- Beitritt
- 08.11.2001
- Beiträge
- 2.833
- Zuletzt bearbeitet:
- Kommentare: 14
Mit seinem schwarzen Zylinder
Mit seinem schwarzem Zylinder
Ich weiß nicht, wie ich es dir erklären soll. Es ist schon so lange her, dass es begann. Schon Jahre. Er trat in mein Leben, als alles gut war. Normal und gut. Und dann kam er. Mit seinem schwarzen Zylinder.
Er stand einfach da, regungslos und ich habe mich erschrocken. Ich habe damals etwas ganz Banales getan. Ich weiß nicht einmal mehr, was.
Vielleicht habe ich im Garten Wäsche aufgehängt. Er stand dort, mitten auf der Straße, in seiner Jacke aus bunten Stoffflicken und sah mich unverwandt an. Mit einem Blick, wie ich ihn niemals wieder erlebt habe. Ich glaube, ich wollte das Laken fallen lassen, das ich über die Leine hängte und wollte ihm folgen. Ich wollte die Klammern fallen lassen und mit ihm gehen.

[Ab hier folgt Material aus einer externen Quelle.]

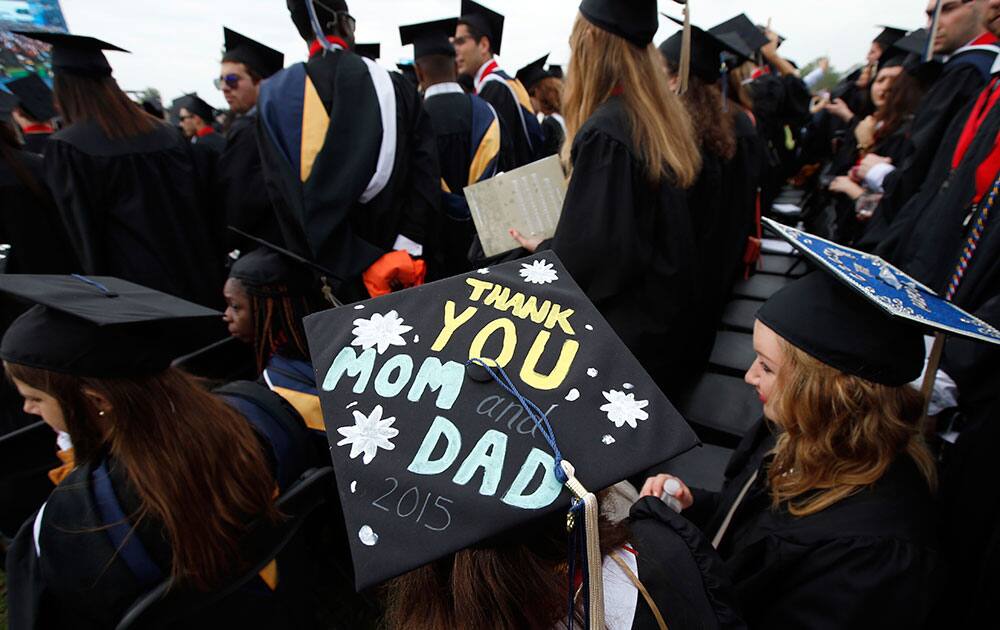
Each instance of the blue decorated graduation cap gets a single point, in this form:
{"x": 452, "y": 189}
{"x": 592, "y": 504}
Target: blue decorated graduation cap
{"x": 432, "y": 454}
{"x": 887, "y": 288}
{"x": 369, "y": 51}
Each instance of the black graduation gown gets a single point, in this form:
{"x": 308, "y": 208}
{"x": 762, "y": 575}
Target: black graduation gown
{"x": 451, "y": 238}
{"x": 77, "y": 577}
{"x": 518, "y": 149}
{"x": 30, "y": 222}
{"x": 554, "y": 137}
{"x": 867, "y": 561}
{"x": 35, "y": 142}
{"x": 323, "y": 217}
{"x": 138, "y": 209}
{"x": 681, "y": 571}
{"x": 960, "y": 81}
{"x": 241, "y": 188}
{"x": 927, "y": 239}
{"x": 708, "y": 215}
{"x": 214, "y": 141}
{"x": 630, "y": 245}
{"x": 741, "y": 182}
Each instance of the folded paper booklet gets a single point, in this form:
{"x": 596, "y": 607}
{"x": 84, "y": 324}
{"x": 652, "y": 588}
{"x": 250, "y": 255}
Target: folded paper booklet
{"x": 528, "y": 199}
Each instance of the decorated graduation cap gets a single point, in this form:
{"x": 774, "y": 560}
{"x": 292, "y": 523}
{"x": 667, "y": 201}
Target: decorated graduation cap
{"x": 488, "y": 22}
{"x": 262, "y": 59}
{"x": 196, "y": 105}
{"x": 34, "y": 97}
{"x": 76, "y": 54}
{"x": 96, "y": 326}
{"x": 434, "y": 452}
{"x": 889, "y": 36}
{"x": 370, "y": 51}
{"x": 746, "y": 30}
{"x": 863, "y": 316}
{"x": 635, "y": 20}
{"x": 430, "y": 38}
{"x": 534, "y": 72}
{"x": 708, "y": 52}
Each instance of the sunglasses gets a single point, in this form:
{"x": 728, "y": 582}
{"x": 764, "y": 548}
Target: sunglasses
{"x": 231, "y": 80}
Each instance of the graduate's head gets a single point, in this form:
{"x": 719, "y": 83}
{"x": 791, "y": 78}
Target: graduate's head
{"x": 434, "y": 69}
{"x": 514, "y": 580}
{"x": 278, "y": 295}
{"x": 604, "y": 64}
{"x": 333, "y": 15}
{"x": 991, "y": 17}
{"x": 472, "y": 48}
{"x": 961, "y": 21}
{"x": 240, "y": 86}
{"x": 833, "y": 372}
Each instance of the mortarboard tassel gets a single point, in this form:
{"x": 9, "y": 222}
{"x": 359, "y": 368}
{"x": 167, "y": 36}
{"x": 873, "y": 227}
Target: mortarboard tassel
{"x": 564, "y": 471}
{"x": 932, "y": 35}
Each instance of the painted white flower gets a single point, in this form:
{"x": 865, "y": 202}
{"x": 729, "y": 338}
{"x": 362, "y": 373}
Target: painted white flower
{"x": 381, "y": 331}
{"x": 369, "y": 434}
{"x": 624, "y": 409}
{"x": 538, "y": 272}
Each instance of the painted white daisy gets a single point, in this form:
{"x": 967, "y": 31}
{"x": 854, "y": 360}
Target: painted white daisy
{"x": 624, "y": 409}
{"x": 380, "y": 331}
{"x": 538, "y": 272}
{"x": 369, "y": 434}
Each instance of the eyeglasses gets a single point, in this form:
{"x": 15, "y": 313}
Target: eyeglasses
{"x": 231, "y": 80}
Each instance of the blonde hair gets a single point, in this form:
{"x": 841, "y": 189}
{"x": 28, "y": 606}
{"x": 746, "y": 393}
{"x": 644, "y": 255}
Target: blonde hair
{"x": 661, "y": 128}
{"x": 841, "y": 433}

Die Wagen brausten an ihm vorüber, als wäre er nicht da. Als könnte er nicht jeden Augenblick von ihnen erfasst werden. Ich wollte bei ihm sein, mit ihm gehen, sofort, aber dann habe ich den Bann gebrochen und zu Boden gesehen und er hatte keine Macht mehr über mich.
Oder ich habe gerade telefoniert. Über alltägliche Dinge. Und er hat mich angesehen, den Zylinder tief in die Stirn geschoben, als wolle er lustig sein. Aber natürlich war er auch da ernsthaft. Und ich habe weiter telefoniert. Und ihn erst einmal wieder vergessen.
Oder vielleicht habe ich ein Buch gelesen. Seine Anwesenheit im Zimmer war wie mit Händen zu greifen. Als ich ihn wahrnahm, stand er regungslos im Türrahmen und seine stummen Blicke baten mich, mitzukommen. Ich habe weitergelesen und er hat mich weiter beobachtet.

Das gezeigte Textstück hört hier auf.